The code relies on signer#service, which is really an implementation detail, to figure out whether we're talking to AOS or AOSS. The data sent into bulk changes in LangChain depending on that.

[{'_op_type': 'index', '_index': '6affa81721694f1280bb351dc19ea6fc', 'vector_field': [1.0, 1.0, 1.0, 1.0, 1.0, 1.0, 1.0, 1.0, 1.0, 0.0], 'text': 'foo', 'metadata': {}, 'id': 'b46ca273-f691-4b09-9ef8-6e78bd9d0e30'}, {'_op_type': 'index', '_index': '6affa81721694f1280bb351dc19ea6fc', 'vector_field': [1.0, 1.0, 1.0, 1.0, 1.0, 1.0, 1.0, 1.0, 1.0, 1.0], 'text': 'bar', 'metadata': {}, 'id': 'a981f234-1fb2-4646-9e1c-bd36a3de21ab'}, {'_op_type': 'index', '_index': '6affa81721694f1280bb351dc19ea6fc', 'vector_field': [1.0, 1.0, 1.0, 1.0, 1.0, 1.0, 1.0, 1.0, 1.0, 2.0], 'text': 'baz', 'metadata': {}, 'id': '5a10a420-7a3a-4902-bcec-b7f18f8dde21'}]
[{'_op_type': 'index', '_index': '0ad24e52981647afbea4784d3dfcd73b', 'vector_field': [1.0, 1.0, 1.0, 1.0, 1.0, 1.0, 1.0, 1.0, 1.0, 0.0], 'text': 'foo', 'metadata': {}, '_id': '7a0c551c-1764-4e93-9288-0185671a1cf1'}, {'_op_type': 'index', '_index': '0ad24e52981647afbea4784d3dfcd73b', 'vector_field': [1.0, 1.0, 1.0, 1.0, 1.0, 1.0, 1.0, 1.0, 1.0, 1.0], 'text': 'bar', 'metadata': {}, '_id': '54f9d0d2-6ba9-4bc6-96ab-468400e35790'}, {'_op_type': 'index', '_index': '0ad24e52981647afbea4784d3dfcd73b', 'vector_field': [1.0, 1.0, 1.0, 1.0, 1.0, 1.0, 1.0, 1.0, 1.0, 2.0], 'text': 'baz', 'metadata': {}, '_id': 'c1a0cc14-80ae-48f7-9b21-475a6fbf5022'}]
dblock commented 1 year ago

Fix in https://github.com/opensearch-project/opensearch-py/pull/603.

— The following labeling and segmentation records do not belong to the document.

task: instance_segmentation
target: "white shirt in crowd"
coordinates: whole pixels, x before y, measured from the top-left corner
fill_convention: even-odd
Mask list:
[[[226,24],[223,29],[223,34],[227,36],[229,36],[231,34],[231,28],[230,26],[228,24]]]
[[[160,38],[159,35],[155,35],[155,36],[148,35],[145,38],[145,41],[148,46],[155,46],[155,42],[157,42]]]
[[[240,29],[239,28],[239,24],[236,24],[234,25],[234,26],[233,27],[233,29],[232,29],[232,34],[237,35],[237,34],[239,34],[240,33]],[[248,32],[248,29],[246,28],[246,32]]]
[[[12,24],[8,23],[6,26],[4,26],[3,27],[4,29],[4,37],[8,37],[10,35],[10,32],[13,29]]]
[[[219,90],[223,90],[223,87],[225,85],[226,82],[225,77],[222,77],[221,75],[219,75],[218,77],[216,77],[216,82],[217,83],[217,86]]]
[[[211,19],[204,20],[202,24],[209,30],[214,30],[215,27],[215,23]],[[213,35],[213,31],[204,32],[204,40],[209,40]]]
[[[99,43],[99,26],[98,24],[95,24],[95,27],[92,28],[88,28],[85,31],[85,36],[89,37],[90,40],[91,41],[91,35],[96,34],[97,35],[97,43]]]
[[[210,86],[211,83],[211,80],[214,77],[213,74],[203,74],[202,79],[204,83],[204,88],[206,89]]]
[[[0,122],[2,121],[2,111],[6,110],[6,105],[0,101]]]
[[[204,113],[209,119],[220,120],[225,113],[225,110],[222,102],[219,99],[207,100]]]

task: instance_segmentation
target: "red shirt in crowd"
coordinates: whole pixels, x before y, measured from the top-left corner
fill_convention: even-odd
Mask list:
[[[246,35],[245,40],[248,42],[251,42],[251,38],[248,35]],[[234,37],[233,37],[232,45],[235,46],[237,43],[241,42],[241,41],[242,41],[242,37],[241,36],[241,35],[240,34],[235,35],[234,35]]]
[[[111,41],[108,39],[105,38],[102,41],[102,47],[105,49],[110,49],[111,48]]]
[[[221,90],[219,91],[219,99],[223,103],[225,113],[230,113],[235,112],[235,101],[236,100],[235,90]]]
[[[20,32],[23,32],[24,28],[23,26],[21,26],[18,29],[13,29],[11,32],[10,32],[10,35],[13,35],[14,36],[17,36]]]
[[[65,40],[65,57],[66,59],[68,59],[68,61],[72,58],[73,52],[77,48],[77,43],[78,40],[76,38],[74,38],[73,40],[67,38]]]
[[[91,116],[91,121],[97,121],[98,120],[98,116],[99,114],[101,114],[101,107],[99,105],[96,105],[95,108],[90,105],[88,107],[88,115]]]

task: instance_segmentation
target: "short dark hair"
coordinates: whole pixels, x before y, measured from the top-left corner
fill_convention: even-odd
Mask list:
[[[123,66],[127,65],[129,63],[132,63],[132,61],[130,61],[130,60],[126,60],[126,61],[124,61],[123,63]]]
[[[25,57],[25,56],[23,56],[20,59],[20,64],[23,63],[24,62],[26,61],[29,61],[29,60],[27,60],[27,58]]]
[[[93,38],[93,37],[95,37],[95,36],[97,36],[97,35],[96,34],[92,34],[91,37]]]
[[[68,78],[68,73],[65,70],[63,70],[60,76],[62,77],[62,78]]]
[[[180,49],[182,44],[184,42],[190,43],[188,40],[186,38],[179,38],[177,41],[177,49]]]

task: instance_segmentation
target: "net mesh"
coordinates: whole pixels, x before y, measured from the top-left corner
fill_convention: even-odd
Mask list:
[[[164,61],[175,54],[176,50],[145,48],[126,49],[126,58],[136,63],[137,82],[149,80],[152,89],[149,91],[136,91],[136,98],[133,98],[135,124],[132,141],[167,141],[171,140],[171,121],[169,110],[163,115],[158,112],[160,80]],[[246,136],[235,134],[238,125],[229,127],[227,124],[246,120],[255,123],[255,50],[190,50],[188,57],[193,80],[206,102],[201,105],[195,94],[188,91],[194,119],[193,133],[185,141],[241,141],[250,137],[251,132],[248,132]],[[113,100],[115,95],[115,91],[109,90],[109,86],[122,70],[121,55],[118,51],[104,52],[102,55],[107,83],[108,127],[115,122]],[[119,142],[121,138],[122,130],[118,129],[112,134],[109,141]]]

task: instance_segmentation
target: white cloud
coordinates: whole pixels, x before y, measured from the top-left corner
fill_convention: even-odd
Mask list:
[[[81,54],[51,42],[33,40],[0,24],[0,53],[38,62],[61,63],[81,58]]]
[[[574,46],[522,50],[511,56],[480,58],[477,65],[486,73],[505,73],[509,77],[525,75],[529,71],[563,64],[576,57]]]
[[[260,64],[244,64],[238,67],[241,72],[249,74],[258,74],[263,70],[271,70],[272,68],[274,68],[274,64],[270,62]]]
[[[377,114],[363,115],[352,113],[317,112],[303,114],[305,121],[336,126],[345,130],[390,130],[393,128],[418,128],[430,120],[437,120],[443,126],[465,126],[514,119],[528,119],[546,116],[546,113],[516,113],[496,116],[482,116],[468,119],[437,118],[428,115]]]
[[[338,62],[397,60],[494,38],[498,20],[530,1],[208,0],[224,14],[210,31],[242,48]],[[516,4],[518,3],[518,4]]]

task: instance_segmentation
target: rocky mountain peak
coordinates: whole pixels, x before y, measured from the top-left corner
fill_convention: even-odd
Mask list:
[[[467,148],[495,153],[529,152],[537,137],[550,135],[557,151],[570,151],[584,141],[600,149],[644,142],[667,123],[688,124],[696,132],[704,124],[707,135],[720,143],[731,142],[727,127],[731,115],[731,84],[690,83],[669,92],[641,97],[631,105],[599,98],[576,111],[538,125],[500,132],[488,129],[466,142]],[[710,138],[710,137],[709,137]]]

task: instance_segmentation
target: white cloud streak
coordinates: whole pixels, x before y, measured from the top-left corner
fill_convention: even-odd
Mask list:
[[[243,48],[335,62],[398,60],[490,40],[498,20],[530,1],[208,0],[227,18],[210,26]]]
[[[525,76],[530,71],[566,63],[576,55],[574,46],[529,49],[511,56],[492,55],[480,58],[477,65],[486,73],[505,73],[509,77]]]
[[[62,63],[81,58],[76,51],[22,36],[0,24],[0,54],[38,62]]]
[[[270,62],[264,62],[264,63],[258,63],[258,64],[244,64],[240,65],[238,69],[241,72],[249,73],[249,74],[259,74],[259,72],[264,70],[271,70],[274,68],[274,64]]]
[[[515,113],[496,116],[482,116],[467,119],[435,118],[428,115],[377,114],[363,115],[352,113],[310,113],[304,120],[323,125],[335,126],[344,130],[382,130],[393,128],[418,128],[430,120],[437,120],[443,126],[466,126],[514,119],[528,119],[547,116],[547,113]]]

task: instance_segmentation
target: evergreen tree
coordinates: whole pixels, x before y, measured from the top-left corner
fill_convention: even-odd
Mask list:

navneet1v commented 1 year ago

@dblock its not necessary related to AOSS. Even in AOS/OSS, if user is asking for OpenSearch service to generate the ids for the data, os client should not send _id in the bulk request. We should respect the customer input, and seems like urlib3 is not respecting it

dblock commented 1 year ago

@dblock its not necessary related to AOSS. Even in AOS/OSS, if user is asking for OpenSearch service to generate the ids for the data, os client should not send _id in the bulk request. We should respect the customer input, and seems like urlib3 is not respecting it

I don't believe that's correct, see https://github.com/opensearch-project/opensearch-py/pull/603#issuecomment-1816996140

dblock commented 12 months ago

We've released 2.4.2 with a fix.

JustinYuYou commented 9 months ago

Hi, I am running into the exact same issue in javascript sdk. Is there a way you guys fix it there as well? @dblock

dblock commented 9 months ago

Hi, I am running into the exact same issue in javascript sdk. Is there a way you guys fix it there as well? @dblock

Can you please open an issue in opensearch-js?